The repetitive stuff, the stuff that's just not a huge value add. And that's what we see in the modern data stack. Right. For example, Fivetran basically replaces a few data engineers, which is great because we can't hire them. We want to, but we can't hire them. And it takes so much time to interview candidates and, and then they start, and you start the search, they start in eight months.
Great. You have one that's gonna start in eight months, and then you need to, but you need to hire [00:28:00] six, right? So I think that's where you see so much value in Fivetran. You plug it in, and it takes five or 10 minutes to add any new data source. It just works.
So, yeah, I think a lot of it is, is really just being able to do as much as humanly possible with knowing that you just don't have enough people. And that's just what it is.
What are the biggest problems you think the modern data stack hasn't solved or maybe has created for companies?
So this is one thing I'm highly critical of is, every time we're doing [00:29:00] things in a user interface, instead of doing things in code, we're making it very hard to migrate away. And so, We have that. We, we save that time that it would we would need in order to hire an entire team in order to do all of these things.
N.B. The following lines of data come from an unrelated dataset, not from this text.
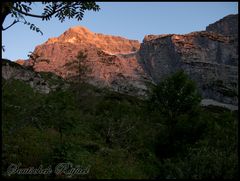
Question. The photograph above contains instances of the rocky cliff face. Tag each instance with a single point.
(226, 26)
(37, 81)
(111, 59)
(210, 58)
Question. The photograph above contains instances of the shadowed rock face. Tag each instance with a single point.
(226, 26)
(210, 58)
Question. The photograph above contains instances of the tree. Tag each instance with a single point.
(60, 10)
(173, 97)
(77, 72)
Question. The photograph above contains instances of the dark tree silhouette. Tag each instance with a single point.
(60, 10)
(173, 97)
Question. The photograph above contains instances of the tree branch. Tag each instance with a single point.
(14, 22)
(41, 16)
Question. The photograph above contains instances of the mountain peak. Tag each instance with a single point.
(80, 36)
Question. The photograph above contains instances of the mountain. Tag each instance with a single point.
(210, 57)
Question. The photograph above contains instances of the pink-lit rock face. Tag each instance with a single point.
(112, 59)
(110, 44)
(209, 57)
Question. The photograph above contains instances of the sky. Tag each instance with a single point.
(132, 20)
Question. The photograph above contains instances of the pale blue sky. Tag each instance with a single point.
(131, 20)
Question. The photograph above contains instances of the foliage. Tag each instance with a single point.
(52, 128)
(60, 10)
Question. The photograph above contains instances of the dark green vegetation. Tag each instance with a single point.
(119, 136)
(61, 10)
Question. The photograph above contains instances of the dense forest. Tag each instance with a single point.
(112, 135)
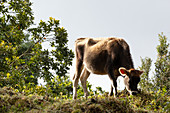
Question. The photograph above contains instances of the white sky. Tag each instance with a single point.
(137, 21)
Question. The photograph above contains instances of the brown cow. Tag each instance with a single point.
(104, 56)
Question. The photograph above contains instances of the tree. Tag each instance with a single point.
(22, 58)
(162, 64)
(145, 82)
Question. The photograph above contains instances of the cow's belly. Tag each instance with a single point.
(96, 63)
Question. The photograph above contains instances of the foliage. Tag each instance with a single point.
(22, 59)
(162, 65)
(145, 82)
(13, 101)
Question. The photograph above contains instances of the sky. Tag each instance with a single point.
(137, 21)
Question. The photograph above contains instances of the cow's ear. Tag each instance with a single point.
(140, 72)
(122, 71)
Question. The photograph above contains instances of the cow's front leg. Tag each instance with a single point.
(76, 77)
(111, 90)
(113, 82)
(83, 80)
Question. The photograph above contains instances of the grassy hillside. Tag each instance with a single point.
(11, 101)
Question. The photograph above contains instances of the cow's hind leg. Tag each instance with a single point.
(83, 79)
(111, 90)
(79, 67)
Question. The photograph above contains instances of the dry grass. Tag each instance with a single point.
(17, 102)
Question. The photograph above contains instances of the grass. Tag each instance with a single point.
(12, 101)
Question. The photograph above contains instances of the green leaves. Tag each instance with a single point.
(22, 58)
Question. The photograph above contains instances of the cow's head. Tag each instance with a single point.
(131, 80)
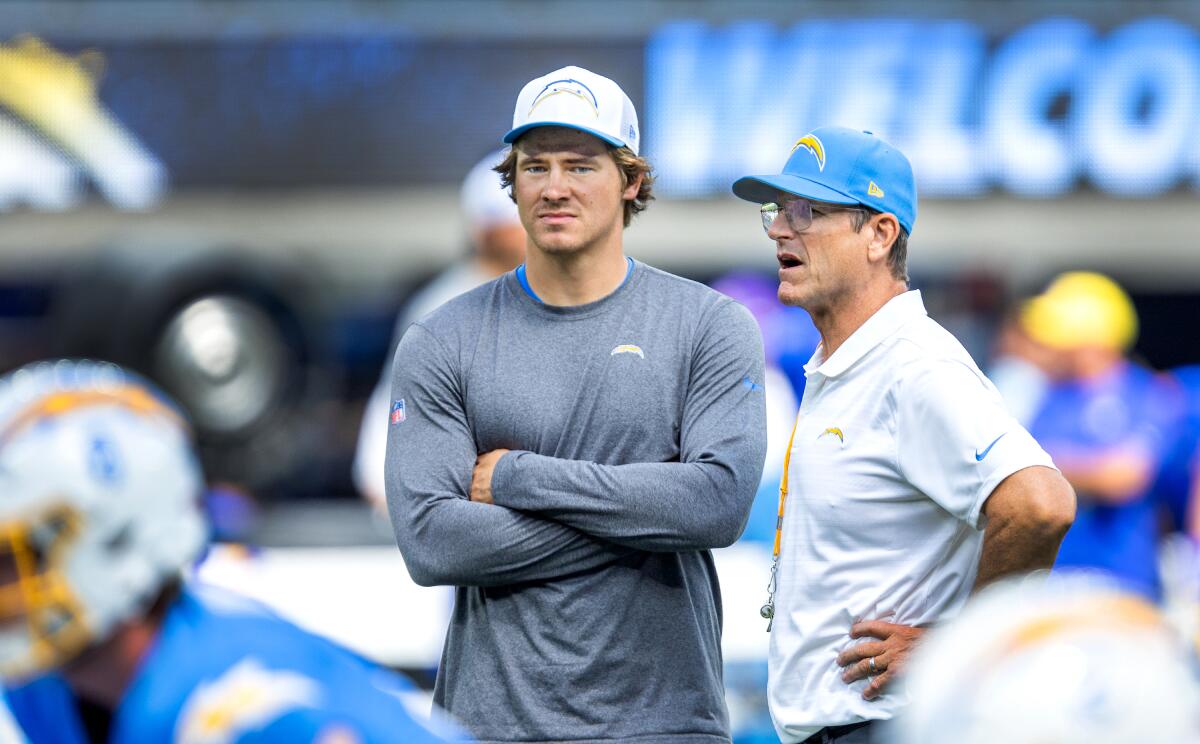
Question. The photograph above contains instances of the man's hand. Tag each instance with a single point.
(481, 479)
(891, 653)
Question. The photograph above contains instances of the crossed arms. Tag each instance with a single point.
(553, 517)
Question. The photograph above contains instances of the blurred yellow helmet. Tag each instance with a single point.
(1081, 309)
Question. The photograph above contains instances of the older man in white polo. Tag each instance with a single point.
(907, 484)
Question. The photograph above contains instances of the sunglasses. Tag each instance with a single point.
(798, 213)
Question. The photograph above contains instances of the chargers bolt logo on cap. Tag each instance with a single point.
(810, 143)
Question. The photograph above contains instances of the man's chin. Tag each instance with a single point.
(790, 295)
(557, 245)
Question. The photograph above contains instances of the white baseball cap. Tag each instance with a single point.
(581, 100)
(485, 201)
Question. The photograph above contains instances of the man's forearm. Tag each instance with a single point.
(453, 541)
(655, 507)
(1029, 514)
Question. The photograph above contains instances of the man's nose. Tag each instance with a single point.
(556, 185)
(779, 227)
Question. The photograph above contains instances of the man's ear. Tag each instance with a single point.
(631, 189)
(885, 229)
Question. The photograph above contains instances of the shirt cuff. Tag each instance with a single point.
(504, 477)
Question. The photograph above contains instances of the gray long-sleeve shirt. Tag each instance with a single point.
(587, 603)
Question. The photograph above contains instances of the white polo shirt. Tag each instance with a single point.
(900, 441)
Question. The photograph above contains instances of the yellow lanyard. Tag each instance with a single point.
(768, 610)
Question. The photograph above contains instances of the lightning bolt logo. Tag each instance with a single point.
(814, 145)
(835, 432)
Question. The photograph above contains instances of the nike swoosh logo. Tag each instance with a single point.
(979, 455)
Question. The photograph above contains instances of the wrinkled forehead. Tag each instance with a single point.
(547, 141)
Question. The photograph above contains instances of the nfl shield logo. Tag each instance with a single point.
(397, 411)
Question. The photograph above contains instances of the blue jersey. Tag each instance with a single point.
(1123, 409)
(226, 670)
(1173, 490)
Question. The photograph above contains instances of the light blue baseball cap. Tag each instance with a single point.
(841, 166)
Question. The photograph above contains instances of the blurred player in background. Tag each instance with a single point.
(497, 241)
(1104, 421)
(568, 443)
(1069, 660)
(102, 637)
(907, 483)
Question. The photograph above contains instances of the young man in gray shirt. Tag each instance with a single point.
(568, 443)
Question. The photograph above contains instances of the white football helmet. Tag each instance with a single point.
(99, 507)
(1066, 660)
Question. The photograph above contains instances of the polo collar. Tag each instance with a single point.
(886, 321)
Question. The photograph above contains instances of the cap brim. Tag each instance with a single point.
(521, 130)
(762, 189)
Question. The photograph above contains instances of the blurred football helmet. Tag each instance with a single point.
(99, 507)
(1069, 660)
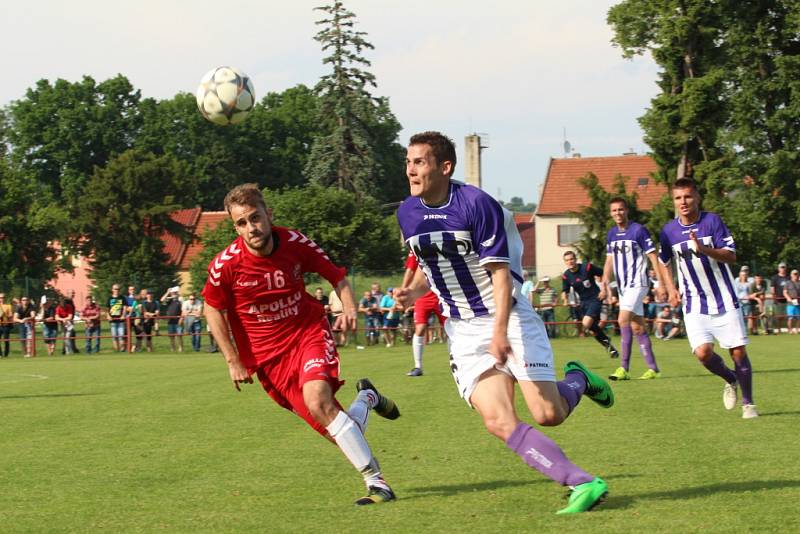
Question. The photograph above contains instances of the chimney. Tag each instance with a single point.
(472, 160)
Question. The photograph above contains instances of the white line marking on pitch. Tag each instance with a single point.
(22, 378)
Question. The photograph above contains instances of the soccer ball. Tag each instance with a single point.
(225, 96)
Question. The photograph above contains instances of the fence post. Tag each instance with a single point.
(128, 334)
(33, 337)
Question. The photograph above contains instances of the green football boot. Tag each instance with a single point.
(386, 407)
(377, 495)
(619, 374)
(650, 375)
(597, 389)
(585, 496)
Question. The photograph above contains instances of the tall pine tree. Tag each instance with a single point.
(356, 150)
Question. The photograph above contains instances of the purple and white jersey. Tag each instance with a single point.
(454, 241)
(705, 284)
(629, 249)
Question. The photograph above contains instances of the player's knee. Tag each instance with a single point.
(321, 410)
(501, 427)
(549, 416)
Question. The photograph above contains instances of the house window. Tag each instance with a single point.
(569, 234)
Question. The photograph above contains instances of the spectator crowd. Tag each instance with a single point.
(768, 304)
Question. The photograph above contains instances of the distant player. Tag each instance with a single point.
(282, 334)
(469, 253)
(628, 249)
(703, 248)
(424, 307)
(581, 278)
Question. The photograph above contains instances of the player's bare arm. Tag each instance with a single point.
(723, 255)
(661, 290)
(608, 269)
(666, 280)
(407, 295)
(219, 329)
(345, 293)
(502, 286)
(408, 276)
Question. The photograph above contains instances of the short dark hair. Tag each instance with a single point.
(443, 148)
(618, 200)
(244, 195)
(684, 183)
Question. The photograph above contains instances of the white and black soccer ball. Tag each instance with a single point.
(225, 96)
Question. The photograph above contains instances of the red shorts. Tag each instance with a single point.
(315, 358)
(425, 306)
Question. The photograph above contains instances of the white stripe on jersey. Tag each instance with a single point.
(704, 281)
(457, 275)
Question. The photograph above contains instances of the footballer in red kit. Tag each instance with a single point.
(255, 288)
(423, 308)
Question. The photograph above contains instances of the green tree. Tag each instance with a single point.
(728, 113)
(356, 150)
(59, 132)
(517, 205)
(349, 228)
(122, 215)
(28, 226)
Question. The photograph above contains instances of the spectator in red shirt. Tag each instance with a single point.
(65, 315)
(281, 332)
(91, 318)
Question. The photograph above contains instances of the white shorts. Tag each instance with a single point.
(632, 300)
(469, 341)
(727, 328)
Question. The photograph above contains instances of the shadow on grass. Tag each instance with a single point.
(454, 489)
(47, 396)
(617, 502)
(701, 374)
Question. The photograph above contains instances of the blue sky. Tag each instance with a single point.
(520, 71)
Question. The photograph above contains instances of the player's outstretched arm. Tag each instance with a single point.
(219, 329)
(723, 255)
(502, 286)
(407, 295)
(345, 293)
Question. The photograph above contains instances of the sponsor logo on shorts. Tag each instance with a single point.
(536, 364)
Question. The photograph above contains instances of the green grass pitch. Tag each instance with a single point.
(152, 442)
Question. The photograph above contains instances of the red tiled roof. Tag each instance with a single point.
(522, 217)
(562, 194)
(208, 220)
(173, 246)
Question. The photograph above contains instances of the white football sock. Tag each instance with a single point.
(351, 441)
(359, 410)
(418, 345)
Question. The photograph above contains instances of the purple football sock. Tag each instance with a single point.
(744, 375)
(542, 453)
(717, 366)
(626, 333)
(572, 388)
(647, 350)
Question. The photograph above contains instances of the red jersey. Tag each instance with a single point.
(265, 298)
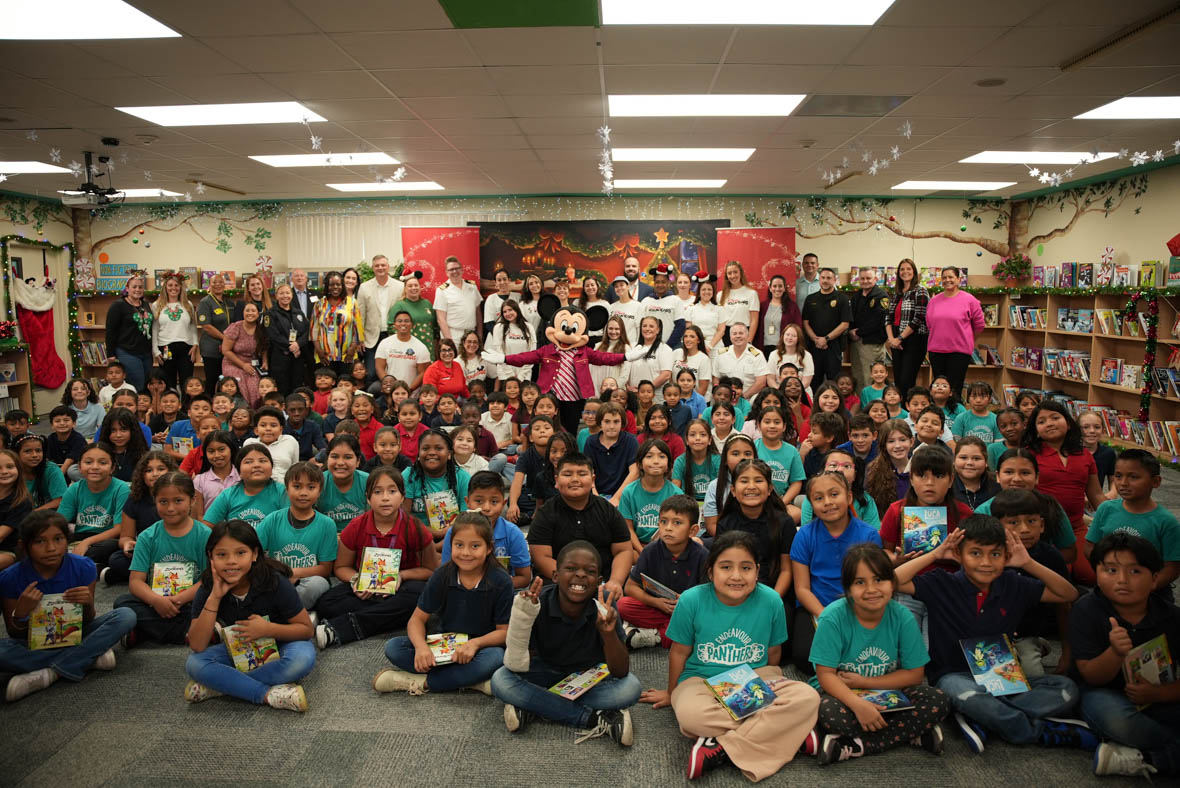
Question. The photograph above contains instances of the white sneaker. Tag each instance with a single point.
(25, 684)
(105, 662)
(287, 696)
(1116, 759)
(391, 680)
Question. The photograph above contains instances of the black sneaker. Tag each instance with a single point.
(707, 754)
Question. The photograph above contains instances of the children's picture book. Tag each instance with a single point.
(994, 664)
(169, 578)
(379, 570)
(886, 700)
(249, 654)
(577, 684)
(54, 623)
(657, 589)
(444, 644)
(923, 527)
(741, 691)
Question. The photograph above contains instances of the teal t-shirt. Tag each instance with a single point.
(1064, 537)
(785, 463)
(343, 507)
(843, 643)
(433, 501)
(156, 545)
(93, 512)
(722, 636)
(1158, 526)
(233, 504)
(702, 474)
(297, 547)
(865, 511)
(982, 427)
(642, 507)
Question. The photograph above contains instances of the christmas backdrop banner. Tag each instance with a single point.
(425, 249)
(761, 251)
(574, 250)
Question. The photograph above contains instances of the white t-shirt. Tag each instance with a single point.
(738, 306)
(751, 365)
(401, 359)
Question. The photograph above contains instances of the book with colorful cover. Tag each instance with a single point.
(249, 654)
(379, 570)
(444, 644)
(170, 578)
(995, 665)
(923, 527)
(54, 623)
(741, 691)
(886, 700)
(578, 683)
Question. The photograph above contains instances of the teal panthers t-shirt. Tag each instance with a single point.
(297, 547)
(642, 507)
(233, 504)
(843, 643)
(93, 512)
(343, 507)
(725, 636)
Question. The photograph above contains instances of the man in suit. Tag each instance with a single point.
(638, 289)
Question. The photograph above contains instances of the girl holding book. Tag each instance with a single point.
(471, 595)
(733, 618)
(48, 567)
(348, 614)
(247, 599)
(866, 642)
(169, 556)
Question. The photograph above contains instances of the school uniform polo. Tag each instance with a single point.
(473, 612)
(568, 644)
(677, 572)
(958, 610)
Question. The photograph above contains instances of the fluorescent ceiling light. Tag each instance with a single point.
(44, 20)
(955, 185)
(668, 183)
(681, 153)
(705, 104)
(223, 115)
(741, 12)
(1142, 107)
(398, 185)
(325, 159)
(13, 168)
(1036, 157)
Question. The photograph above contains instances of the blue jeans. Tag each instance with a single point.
(215, 669)
(138, 368)
(530, 691)
(1155, 729)
(450, 677)
(1017, 718)
(72, 662)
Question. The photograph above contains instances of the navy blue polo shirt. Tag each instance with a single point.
(677, 573)
(610, 465)
(568, 644)
(1089, 629)
(473, 612)
(959, 610)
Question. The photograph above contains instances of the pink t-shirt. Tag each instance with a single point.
(954, 322)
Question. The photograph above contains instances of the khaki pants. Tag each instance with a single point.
(863, 356)
(761, 743)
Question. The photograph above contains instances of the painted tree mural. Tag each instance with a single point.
(818, 217)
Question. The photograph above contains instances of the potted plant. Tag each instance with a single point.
(1013, 269)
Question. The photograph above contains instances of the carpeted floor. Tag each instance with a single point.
(132, 727)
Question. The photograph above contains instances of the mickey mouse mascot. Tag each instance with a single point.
(565, 362)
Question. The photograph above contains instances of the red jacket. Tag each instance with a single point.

But if we decide tomorrow that we wanna move to a different tool, we basically have to start from scratch. Right. You can't, there, there may be some ways that you can kind of, go look at your logs and extract some things using APIs and kind of parse it and kind of be really smart about it.
But yeah, that's, I mean, that's one reason I'm not a huge proponent of things Tableau prep. For example, I think we should have as many things as code as possible. Everything is code. Configuration is code. Infrastructure is code, security is code, and everything is code. And now we're kind of getting away from that, with those no code, low code solutions.